WikiDiscuss

WikiDiscuss


BPFK Section: lerfu Shifts

posts: 2388

Well, when you put it that way... . There have been, however, quite a few occasions in the 43 years I taught logic (off and on) when spelling things out literally was important. How, for example, does one learn that your second sentence means your first on unless one finds out what the symbols mean, which requires symbol and meaning brought together somewhere (I rarely used a book). How, as the Polish logicians asked (this is not my experience, obviously), do you do logic in the dark for fear the Nazis would break in on you (one reason for Polish notation is that it is easier aurally than infix, lacking all those confusing parentheses)? It is not a major point (nothing about literals is a major point, since we rarely use them as such), but it does need a solution nonetheless. We don't only express formulae, we also describe them. (And {nibli} and its compounds are still the wrong words here for material implication.
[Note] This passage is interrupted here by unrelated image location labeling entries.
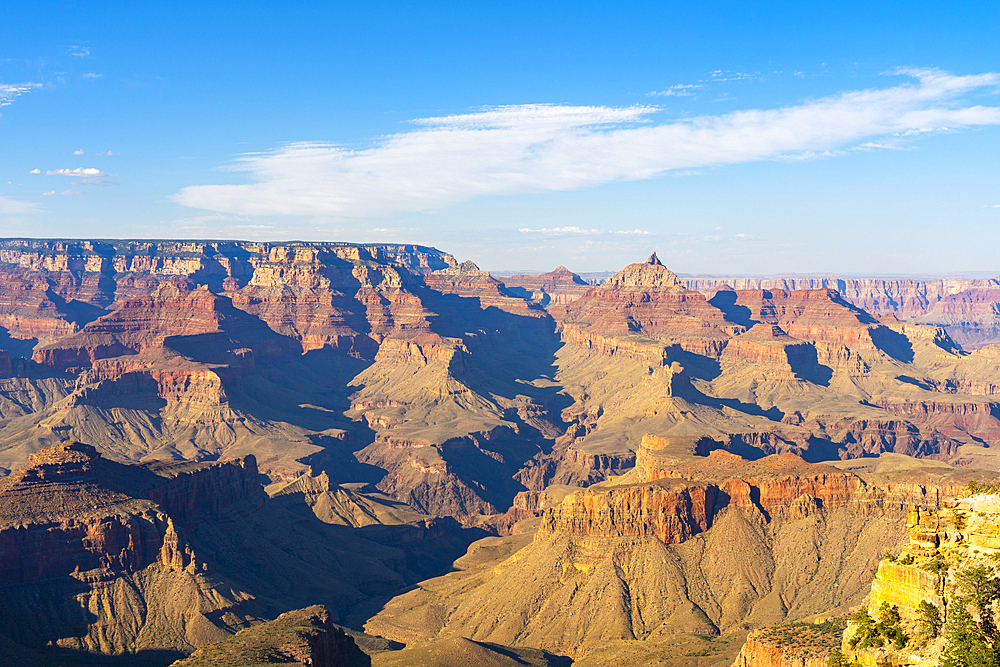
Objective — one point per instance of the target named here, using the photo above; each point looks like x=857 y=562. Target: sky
x=730 y=138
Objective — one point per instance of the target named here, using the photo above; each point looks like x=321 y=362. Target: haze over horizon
x=835 y=138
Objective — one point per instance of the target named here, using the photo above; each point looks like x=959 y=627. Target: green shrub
x=928 y=619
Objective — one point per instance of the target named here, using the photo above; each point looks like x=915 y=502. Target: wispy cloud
x=679 y=90
x=538 y=148
x=10 y=91
x=79 y=171
x=14 y=207
x=94 y=182
x=561 y=231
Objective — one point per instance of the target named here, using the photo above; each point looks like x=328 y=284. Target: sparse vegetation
x=876 y=634
x=975 y=488
x=971 y=638
x=928 y=619
x=836 y=659
x=938 y=565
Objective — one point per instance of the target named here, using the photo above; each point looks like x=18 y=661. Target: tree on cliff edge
x=971 y=637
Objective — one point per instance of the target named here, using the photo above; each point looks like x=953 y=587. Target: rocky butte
x=198 y=437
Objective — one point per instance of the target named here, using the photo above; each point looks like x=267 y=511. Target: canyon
x=198 y=437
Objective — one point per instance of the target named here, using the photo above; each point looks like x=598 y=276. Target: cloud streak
x=90 y=172
x=10 y=91
x=540 y=148
x=14 y=207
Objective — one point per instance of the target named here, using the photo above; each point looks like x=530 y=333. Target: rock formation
x=651 y=553
x=170 y=557
x=305 y=637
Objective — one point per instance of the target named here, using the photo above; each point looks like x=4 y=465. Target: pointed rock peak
x=651 y=273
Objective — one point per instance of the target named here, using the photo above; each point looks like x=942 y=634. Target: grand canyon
x=228 y=453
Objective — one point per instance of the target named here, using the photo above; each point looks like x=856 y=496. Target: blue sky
x=729 y=137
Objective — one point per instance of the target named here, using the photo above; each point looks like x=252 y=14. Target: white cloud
x=539 y=148
x=94 y=182
x=79 y=171
x=561 y=231
x=14 y=207
x=9 y=91
x=679 y=90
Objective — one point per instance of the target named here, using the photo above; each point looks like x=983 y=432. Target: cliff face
x=174 y=556
x=679 y=544
x=796 y=354
x=967 y=308
x=461 y=392
x=556 y=288
x=792 y=645
x=198 y=350
x=301 y=637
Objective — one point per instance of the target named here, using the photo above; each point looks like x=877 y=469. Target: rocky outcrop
x=967 y=308
x=302 y=637
x=681 y=543
x=556 y=288
x=671 y=512
x=792 y=645
x=648 y=300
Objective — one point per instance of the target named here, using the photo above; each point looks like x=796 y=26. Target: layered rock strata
x=651 y=553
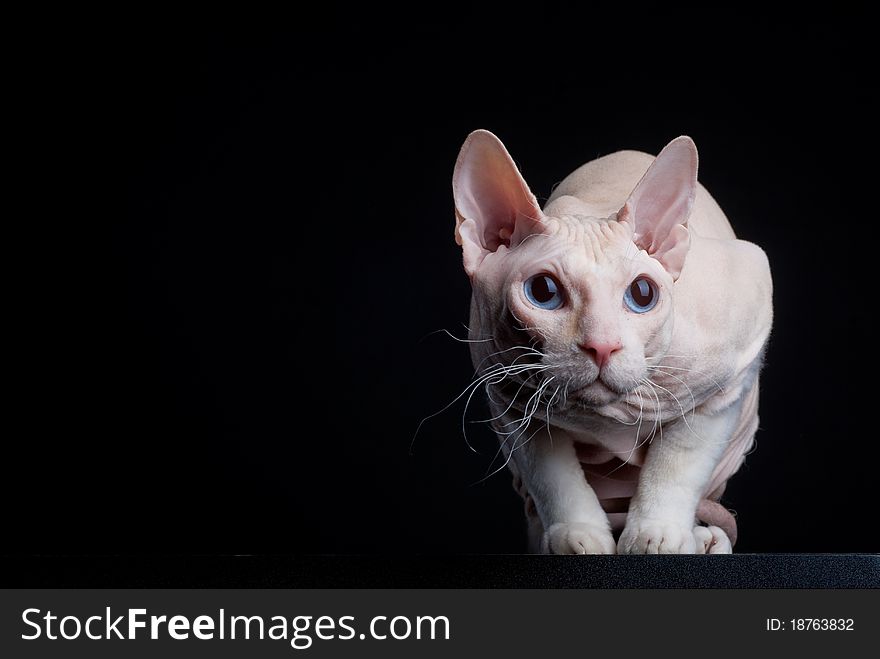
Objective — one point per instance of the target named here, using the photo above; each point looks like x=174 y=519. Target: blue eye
x=642 y=295
x=544 y=292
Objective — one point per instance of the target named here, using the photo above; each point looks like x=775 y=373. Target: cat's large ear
x=660 y=205
x=493 y=204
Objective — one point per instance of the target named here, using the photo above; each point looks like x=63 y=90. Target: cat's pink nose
x=600 y=352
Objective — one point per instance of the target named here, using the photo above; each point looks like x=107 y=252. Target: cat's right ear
x=493 y=204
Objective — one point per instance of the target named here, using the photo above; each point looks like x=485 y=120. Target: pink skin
x=608 y=224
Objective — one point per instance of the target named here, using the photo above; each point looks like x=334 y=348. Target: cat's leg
x=677 y=470
x=568 y=510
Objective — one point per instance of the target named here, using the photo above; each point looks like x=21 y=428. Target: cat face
x=593 y=296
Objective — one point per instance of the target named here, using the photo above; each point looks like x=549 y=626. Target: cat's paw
x=577 y=538
x=653 y=536
x=712 y=540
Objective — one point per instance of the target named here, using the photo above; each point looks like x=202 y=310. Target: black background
x=237 y=233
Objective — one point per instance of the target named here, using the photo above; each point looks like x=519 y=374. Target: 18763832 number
x=811 y=625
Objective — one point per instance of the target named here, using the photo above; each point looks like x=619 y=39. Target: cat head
x=593 y=296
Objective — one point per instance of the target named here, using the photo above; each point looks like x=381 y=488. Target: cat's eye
x=642 y=295
x=543 y=291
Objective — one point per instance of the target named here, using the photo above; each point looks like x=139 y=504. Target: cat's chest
x=599 y=440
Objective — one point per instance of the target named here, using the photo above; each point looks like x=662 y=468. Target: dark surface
x=508 y=571
x=174 y=329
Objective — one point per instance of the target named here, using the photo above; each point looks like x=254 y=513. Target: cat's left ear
x=660 y=205
x=493 y=205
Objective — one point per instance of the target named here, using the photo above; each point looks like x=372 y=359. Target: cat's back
x=603 y=185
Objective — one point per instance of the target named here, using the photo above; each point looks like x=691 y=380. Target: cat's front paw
x=712 y=540
x=653 y=536
x=577 y=538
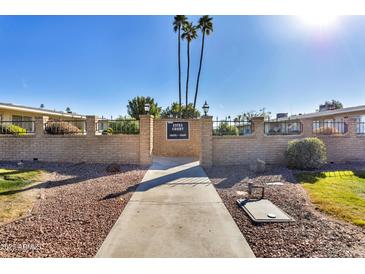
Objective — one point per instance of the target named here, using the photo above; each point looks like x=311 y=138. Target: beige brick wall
x=176 y=148
x=86 y=148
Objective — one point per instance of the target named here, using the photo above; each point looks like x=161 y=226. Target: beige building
x=24 y=116
x=332 y=118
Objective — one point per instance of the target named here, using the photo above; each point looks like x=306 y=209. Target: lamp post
x=205 y=108
x=147 y=108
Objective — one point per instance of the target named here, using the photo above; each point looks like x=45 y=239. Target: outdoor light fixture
x=147 y=108
x=205 y=108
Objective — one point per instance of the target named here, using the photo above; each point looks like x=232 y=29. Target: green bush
x=129 y=126
x=307 y=153
x=13 y=129
x=61 y=128
x=226 y=129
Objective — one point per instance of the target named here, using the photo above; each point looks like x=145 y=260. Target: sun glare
x=318 y=20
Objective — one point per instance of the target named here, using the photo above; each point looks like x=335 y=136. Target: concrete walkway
x=175 y=212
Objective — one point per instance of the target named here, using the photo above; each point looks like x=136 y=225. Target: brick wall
x=176 y=148
x=152 y=140
x=229 y=150
x=90 y=148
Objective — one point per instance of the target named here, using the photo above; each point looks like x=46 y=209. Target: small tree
x=253 y=113
x=137 y=104
x=225 y=128
x=186 y=112
x=307 y=153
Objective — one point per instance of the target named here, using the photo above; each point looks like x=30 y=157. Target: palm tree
x=189 y=34
x=179 y=21
x=206 y=27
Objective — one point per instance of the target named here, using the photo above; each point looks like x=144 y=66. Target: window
x=24 y=122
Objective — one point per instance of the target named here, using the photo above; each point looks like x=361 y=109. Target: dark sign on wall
x=177 y=130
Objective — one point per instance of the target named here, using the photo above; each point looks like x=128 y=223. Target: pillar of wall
x=39 y=124
x=206 y=152
x=91 y=125
x=351 y=126
x=258 y=127
x=146 y=139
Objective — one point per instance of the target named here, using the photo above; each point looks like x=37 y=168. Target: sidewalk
x=175 y=212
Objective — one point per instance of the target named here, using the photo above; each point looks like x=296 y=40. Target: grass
x=15 y=205
x=339 y=193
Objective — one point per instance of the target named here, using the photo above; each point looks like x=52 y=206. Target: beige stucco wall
x=89 y=148
x=176 y=148
x=231 y=150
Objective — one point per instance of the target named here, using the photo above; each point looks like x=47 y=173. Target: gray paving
x=263 y=210
x=175 y=212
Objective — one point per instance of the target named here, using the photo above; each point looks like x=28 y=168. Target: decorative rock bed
x=313 y=234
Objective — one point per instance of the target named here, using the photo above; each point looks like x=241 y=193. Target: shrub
x=326 y=130
x=13 y=129
x=61 y=128
x=108 y=131
x=226 y=129
x=307 y=153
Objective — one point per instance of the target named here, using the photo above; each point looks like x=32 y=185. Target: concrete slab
x=263 y=210
x=175 y=212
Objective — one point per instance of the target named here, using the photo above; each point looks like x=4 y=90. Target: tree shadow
x=190 y=176
x=235 y=176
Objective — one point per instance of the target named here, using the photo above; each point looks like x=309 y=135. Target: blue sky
x=94 y=64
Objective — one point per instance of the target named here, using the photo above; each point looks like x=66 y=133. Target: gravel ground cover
x=313 y=234
x=77 y=207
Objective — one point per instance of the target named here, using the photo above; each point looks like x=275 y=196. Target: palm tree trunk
x=179 y=65
x=187 y=77
x=200 y=68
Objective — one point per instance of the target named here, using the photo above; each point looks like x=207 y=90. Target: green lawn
x=11 y=179
x=339 y=193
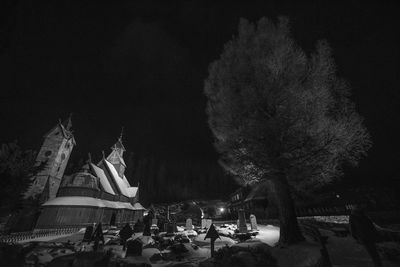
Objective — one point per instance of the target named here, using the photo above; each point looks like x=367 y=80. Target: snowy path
x=268 y=234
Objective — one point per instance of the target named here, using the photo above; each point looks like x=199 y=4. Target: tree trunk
x=289 y=228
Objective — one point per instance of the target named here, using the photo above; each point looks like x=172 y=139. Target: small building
x=253 y=199
x=97 y=193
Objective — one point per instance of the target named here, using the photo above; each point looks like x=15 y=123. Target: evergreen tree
x=17 y=167
x=281 y=115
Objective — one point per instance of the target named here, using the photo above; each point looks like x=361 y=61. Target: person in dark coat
x=125 y=233
x=364 y=231
x=98 y=236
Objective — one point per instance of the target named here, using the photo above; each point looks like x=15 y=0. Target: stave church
x=96 y=193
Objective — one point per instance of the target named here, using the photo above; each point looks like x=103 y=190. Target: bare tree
x=281 y=115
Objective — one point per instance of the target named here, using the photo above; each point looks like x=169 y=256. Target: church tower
x=55 y=151
x=116 y=156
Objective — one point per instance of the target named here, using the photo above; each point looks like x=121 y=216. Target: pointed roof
x=65 y=128
x=68 y=122
x=116 y=158
x=103 y=179
x=118 y=180
x=118 y=144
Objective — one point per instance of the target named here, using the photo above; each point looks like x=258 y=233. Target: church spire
x=116 y=156
x=68 y=122
x=118 y=146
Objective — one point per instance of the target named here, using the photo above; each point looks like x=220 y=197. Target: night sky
x=141 y=65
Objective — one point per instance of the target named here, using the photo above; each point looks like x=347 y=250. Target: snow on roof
x=126 y=181
x=116 y=158
x=118 y=180
x=132 y=191
x=90 y=201
x=103 y=179
x=138 y=206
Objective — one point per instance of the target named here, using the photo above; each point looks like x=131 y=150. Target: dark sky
x=141 y=65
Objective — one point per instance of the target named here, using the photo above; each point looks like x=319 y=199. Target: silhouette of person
x=364 y=231
x=125 y=233
x=97 y=236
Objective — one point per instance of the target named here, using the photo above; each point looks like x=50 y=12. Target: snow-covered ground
x=343 y=251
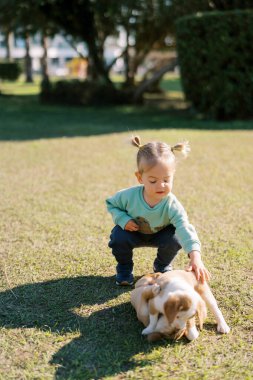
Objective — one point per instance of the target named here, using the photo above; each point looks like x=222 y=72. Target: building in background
x=62 y=59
Invert A is also a moderately lousy version of the universal
quantifier sign, especially if combined with invert E for particular.)
pc
Rob Speer <rspeer@MIT.EDU> wrote:On Fri, Jan 30, 2004 at 12:08:52PM -0800, Jorge Llamb?as wrote:
> But I'd rather use the implication arrow itself for an implication arrow,
> and something like {lo nibli sinxa} to talk about them.
I'd like to draw more attention to this useful comment.

While the rest of the thread goes off with Stupid Zai Tricks, I want to
step back and ask: why in holy heck would you want to say an
_implication arrow_ out loud?

If you're expressing some logical statement, you don't say the arrow,
you say "implies" or "nibli". The arrow is a shorthand.

Compare the following two mathematical statements, and observe which one
would actually be spoken.

"For all x and all y, x equals y implies y equals x."

"Upside down capital A, x, upside down capital A, y, x, equals sign, y,
double arrow pointing to the right, y, equals sign, x."